Des Quatorze Juillet
Le
13 Juillet 1948, mon père, emprisonné pour intelligence, me jucha
sur ses épaules muni d'un véritable candélabre fabriqué à partir
de manches à balai, où se bal ançaient une demi-douzaine de
lampions côtelés : c'était le plus grand, le plus haut
luminaire de la marche aux flambeaux. Dans mes mains de trois ans, je
portais à bout de bras la lumière de la France. La dernière fois,
en 57, je fus le porte-drapeau, le plus grand de l'école ayant
quitté l'école pour cause de Cinquième. Sur la photo, je fais une
gueule pas possible. Je suis ridicule en effet. Ridicule de faire la
gueule. Hier soir,de retour du Restaurant Chinois (La Baie du
Dragon), j'entendais depuis mon bureau les explosions et sifflements
du feu d'artifice.
Rituellement
sorti dans le couloir du jardin, je n'entrevis que les vagues lueurs
célestes de chaque fois, au-delà,des arbres. Je suis revenu à mon
travail, ou à mon devoir de communiquer : Facebook sans doute,
ou quelque approche humaine de ce genre. Sur l'écran la populace est
purifiée : sans odeur ni reniflements ni gosses qui gueulent.

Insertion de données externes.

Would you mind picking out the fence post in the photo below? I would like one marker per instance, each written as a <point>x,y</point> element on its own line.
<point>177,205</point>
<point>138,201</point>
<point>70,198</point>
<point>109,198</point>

Tout seul avec ma compagnie de cristaux liquides, alors que l'écran
est solide. Car les articles permettent de répondre aux questions
techniques, mais pas aux plus simples en quoi est fabriquée cette
chose qui s'illumine et contre laquelle mon ongle fait tac tac
tac ? Puis vers minuit,
Monsieur le Commissaire, malgré les sollicitations d'Arielle rivée
à celui de la télévision, je me suis doucement brossé les dents
pour couler dans mon livre : les premières pages de Jérusale,
une biographie par Montefiori,
cadeau de Julia.
Ma
nuit fut percée de clameurs étouffées et stridentes, notes
supérieures et féminines du « Trouvère » de Verdi.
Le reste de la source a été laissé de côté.